Here's a quick example of what's possible:

# contributors to the book
author = User.create(name: 'Isaac Asimov')
editor = User.create(name: 'John W. Campbell')
illustrator = User.create(name: 'Frank Kelly Freas')
writer = User.create(name: 'Ray Bradbury')

# create book by the author
book = Book.create(title: 'I, Robot', author:)

# assign a preface by the author
Preface.create(user: author, book:)

# assign foreword writers
Foreword.create(user: writer, book:)
Foreword.create(user: editor, book:)

# assign an illustrator
Illustration.create(user: illustrator, book:)

# assign an editor
Edit.create(user: editor, book:)

# access all contributors (author, editors, illustrator, etc.)
book.contributors.to_a
# => [#<User id=1, name="Isaac Asimov">, #<User id=2, name="John W. Campbell">, #<User id=3, name="Frank Kelly Freas">, #<User id=4, name="Ray Bradbury">]

# example of querying the union of contributors
book.contributors.order(:name).limit(3)
# => [#<User id=4, name="Frank Kelly Freas">, #<User id=3, name="Isaac Asimov">, #<User id=2, name="John W. Campbell">]

book.contributors.where(id: editor.id)
# => [#<User id=2, name="John W. Campbell">]

book.contributors.to_sql
# => SELECT * FROM users WHERE id IN (
#      SELECT id FROM users WHERE id = 1
#      UNION
#      SELECT users.id FROM users INNER JOIN prefaces ON users.id = prefaces.user_id WHERE prefaces.book_id = 1
#      UNION
#      SELECT users.id FROM users INNER JOIN forewords ON users.id = forewords.user_id WHERE forewords.book_id = 1
#      UNION
#      SELECT DISTINCT users.id FROM users INNER JOIN illustrations ON users.id = illustrations.user_id WHERE illustrations.book_id = 1
#      UNION
#      SELECT DISTINCT users.id FROM users INNER JOIN edits ON users.id = edits.user_id WHERE edits.book_id = 1
#   )

# example of more advanced querying e.g. preloading the union
Book.joins(:contributors).where(contributors: { ... })
Book.preload(:contributors)
Book.eager_load(:contributors)
Book.includes(:contributors)

Right now, the underlying table and model for each unioned association must match. We'd like to change that in the future. Originally, union_of was created to make migrating from a one-to-many relationship to a many-to-many relationship easier and safer, while retaining backwards compatibility.

There is support for complex unions as well, e.g. a union made up of direct and through associations, even when those associations utilize union associations.

Supported databases

We currently support PostgreSQL, MySQL, and MariaDB. We'd love contributions that add SQLite support, but we probably won't add it ourselves.

Supported Rubies

union_of supports Ruby 3.1 and above. We encourage you to upgrade if you're on an older version. Ruby 3 provides a lot of great features, like better pattern matching and a new shorthand hash syntax.

Performance notes

As is expected, you will need to pay close attention to performance and ensure your tables are indexed well. We have tried to make the underlying UNION queries as efficient as possible, but please open an issue or PR if you are encountering a performance issue that is caused by this gem. But good indexing will go a long way.

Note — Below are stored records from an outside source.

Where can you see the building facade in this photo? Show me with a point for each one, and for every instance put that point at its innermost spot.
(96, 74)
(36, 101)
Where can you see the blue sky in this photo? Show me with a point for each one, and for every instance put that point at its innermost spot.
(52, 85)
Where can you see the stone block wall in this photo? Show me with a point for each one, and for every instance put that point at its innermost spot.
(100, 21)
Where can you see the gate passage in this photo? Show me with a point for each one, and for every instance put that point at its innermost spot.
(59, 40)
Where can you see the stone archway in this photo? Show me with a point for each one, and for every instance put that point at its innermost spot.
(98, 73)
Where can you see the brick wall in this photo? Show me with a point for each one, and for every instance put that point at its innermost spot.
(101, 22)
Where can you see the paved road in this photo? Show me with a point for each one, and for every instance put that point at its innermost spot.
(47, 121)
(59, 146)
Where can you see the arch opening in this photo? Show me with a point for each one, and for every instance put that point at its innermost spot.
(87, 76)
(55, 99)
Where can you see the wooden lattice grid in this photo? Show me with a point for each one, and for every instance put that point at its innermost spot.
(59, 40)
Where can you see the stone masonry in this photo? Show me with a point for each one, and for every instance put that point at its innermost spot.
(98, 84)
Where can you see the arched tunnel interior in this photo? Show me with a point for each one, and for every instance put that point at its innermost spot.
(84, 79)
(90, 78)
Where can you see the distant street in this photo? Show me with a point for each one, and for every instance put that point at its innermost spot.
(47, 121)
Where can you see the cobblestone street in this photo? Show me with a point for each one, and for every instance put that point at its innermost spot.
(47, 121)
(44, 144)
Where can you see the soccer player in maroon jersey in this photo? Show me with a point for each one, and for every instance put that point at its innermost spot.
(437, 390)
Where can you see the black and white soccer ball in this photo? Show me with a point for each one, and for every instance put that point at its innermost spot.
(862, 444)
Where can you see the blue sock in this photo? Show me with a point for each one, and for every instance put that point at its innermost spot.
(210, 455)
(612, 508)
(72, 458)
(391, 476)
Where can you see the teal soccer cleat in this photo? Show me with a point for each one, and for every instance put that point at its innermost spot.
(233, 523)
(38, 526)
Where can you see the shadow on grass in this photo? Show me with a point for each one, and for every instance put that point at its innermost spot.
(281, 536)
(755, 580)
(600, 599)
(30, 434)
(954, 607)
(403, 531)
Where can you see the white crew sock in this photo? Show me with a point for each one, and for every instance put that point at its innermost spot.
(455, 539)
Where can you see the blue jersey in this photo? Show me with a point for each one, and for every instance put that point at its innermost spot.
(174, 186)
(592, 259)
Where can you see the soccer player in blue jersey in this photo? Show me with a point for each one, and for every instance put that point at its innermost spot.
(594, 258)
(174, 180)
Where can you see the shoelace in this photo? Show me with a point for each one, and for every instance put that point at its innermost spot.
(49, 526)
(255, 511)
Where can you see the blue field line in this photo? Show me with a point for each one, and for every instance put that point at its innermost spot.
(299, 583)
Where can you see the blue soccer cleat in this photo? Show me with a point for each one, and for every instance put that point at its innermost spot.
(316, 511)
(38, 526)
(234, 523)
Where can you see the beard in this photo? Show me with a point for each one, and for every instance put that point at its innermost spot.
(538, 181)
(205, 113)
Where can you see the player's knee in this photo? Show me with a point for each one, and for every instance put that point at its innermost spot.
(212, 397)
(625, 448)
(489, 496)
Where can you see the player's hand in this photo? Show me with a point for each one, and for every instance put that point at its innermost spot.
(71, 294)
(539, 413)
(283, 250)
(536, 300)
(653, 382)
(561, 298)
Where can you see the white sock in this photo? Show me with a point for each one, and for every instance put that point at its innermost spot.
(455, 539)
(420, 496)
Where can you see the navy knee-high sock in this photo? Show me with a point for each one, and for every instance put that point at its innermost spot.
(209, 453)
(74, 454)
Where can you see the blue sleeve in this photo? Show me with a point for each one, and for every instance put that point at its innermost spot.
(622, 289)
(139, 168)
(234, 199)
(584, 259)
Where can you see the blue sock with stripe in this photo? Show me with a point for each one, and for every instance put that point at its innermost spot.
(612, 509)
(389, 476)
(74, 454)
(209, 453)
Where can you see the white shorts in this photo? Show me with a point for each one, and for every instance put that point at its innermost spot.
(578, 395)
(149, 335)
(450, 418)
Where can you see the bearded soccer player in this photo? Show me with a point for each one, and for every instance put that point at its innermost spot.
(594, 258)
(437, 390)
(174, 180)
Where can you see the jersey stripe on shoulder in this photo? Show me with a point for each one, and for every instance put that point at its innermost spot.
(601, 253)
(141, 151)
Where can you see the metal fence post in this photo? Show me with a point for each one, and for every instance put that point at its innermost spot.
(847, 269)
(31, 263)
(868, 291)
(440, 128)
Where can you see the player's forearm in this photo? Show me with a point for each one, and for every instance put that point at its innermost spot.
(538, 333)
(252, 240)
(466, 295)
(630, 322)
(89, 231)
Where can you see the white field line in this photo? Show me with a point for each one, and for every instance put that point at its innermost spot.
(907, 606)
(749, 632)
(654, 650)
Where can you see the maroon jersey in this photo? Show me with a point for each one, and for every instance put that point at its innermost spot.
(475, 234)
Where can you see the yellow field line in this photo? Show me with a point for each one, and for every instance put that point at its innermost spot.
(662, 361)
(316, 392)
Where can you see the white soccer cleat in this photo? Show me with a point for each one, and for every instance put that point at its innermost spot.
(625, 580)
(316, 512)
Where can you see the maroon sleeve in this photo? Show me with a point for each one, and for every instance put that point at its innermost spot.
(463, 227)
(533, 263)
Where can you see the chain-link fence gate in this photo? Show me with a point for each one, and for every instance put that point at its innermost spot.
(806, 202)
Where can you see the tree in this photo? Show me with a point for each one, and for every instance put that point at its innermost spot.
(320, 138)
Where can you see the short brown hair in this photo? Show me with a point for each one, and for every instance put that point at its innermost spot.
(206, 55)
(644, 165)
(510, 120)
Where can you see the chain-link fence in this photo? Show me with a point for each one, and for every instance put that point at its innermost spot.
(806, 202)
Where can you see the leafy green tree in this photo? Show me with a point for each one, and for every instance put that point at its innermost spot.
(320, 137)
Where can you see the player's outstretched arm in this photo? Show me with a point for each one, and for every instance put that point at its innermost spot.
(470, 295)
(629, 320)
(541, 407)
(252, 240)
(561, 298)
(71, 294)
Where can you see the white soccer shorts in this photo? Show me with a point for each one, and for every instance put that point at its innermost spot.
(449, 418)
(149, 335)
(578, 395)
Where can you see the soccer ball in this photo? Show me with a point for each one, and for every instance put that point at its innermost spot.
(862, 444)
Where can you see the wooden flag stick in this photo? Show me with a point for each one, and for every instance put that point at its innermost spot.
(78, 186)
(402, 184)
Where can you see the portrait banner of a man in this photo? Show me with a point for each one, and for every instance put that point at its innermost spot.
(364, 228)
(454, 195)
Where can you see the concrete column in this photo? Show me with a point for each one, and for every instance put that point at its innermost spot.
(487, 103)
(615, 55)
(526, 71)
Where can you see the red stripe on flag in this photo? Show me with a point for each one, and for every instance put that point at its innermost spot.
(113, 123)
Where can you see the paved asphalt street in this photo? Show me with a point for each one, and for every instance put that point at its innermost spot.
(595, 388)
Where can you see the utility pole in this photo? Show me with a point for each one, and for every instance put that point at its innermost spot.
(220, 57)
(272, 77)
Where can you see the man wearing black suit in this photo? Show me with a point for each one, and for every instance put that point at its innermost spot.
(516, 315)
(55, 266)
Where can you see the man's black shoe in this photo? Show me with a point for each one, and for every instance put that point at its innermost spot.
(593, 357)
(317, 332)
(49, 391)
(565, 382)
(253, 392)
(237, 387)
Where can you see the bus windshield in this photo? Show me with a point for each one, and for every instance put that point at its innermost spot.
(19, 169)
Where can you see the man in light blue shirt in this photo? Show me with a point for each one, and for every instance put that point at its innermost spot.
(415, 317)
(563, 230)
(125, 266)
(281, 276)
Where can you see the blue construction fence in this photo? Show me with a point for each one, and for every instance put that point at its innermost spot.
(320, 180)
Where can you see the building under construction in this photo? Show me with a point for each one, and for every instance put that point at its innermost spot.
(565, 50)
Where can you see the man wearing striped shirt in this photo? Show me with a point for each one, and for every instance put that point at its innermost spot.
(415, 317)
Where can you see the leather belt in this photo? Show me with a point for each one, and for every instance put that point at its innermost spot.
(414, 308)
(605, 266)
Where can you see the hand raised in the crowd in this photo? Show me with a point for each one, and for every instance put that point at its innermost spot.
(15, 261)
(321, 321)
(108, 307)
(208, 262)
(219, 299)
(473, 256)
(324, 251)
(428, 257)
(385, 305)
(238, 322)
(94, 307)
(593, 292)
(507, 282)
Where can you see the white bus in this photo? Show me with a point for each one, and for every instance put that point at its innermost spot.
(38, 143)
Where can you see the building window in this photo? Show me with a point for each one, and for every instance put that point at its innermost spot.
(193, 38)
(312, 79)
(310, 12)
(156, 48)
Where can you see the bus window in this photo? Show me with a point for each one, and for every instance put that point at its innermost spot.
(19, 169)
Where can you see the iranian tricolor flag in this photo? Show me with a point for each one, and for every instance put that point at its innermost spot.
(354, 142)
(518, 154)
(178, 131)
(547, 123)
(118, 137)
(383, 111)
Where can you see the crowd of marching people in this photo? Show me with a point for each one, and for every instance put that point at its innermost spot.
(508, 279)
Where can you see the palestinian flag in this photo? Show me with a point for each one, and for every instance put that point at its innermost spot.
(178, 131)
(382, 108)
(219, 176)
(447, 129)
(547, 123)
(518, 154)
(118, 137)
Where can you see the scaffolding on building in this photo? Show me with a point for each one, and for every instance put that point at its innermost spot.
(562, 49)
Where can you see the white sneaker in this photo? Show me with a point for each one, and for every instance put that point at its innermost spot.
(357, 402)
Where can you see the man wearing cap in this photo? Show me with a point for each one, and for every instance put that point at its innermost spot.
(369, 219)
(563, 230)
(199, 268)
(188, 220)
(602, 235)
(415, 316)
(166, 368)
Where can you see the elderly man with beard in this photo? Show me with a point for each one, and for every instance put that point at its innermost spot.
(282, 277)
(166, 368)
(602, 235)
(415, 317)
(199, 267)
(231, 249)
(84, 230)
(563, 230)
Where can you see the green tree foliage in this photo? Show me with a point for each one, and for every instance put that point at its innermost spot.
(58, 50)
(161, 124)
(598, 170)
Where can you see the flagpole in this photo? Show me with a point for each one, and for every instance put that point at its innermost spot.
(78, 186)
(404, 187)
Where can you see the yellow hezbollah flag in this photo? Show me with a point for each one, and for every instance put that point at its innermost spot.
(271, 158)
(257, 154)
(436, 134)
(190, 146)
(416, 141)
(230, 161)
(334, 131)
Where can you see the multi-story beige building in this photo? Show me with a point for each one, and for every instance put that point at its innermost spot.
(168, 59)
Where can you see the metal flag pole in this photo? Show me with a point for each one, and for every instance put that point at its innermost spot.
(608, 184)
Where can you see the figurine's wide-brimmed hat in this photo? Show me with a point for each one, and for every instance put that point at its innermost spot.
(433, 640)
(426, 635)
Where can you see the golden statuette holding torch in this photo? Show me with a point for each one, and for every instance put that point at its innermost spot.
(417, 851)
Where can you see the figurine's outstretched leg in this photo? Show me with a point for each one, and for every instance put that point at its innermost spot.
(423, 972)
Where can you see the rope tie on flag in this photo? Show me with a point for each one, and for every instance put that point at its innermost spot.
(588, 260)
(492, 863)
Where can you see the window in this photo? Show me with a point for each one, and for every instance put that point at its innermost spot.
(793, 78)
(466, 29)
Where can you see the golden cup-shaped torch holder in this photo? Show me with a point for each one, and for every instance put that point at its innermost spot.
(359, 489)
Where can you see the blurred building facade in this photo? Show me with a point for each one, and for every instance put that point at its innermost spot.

We use Postgres in production, but we do not actively use MySQL or MariaDB, so there may be performance issues we are unaware of. If you stumble upon issues, please open an issue or a PR.

Acknowledgements

union_of was inspired by active_record_union. For unions outside of associations, check it out.

Is it any good?

Yes.

Contributing

If you have an idea, or have discovered a bug, please open an issue or create a pull request.

License

The gem is available as open source under the terms of the MIT License.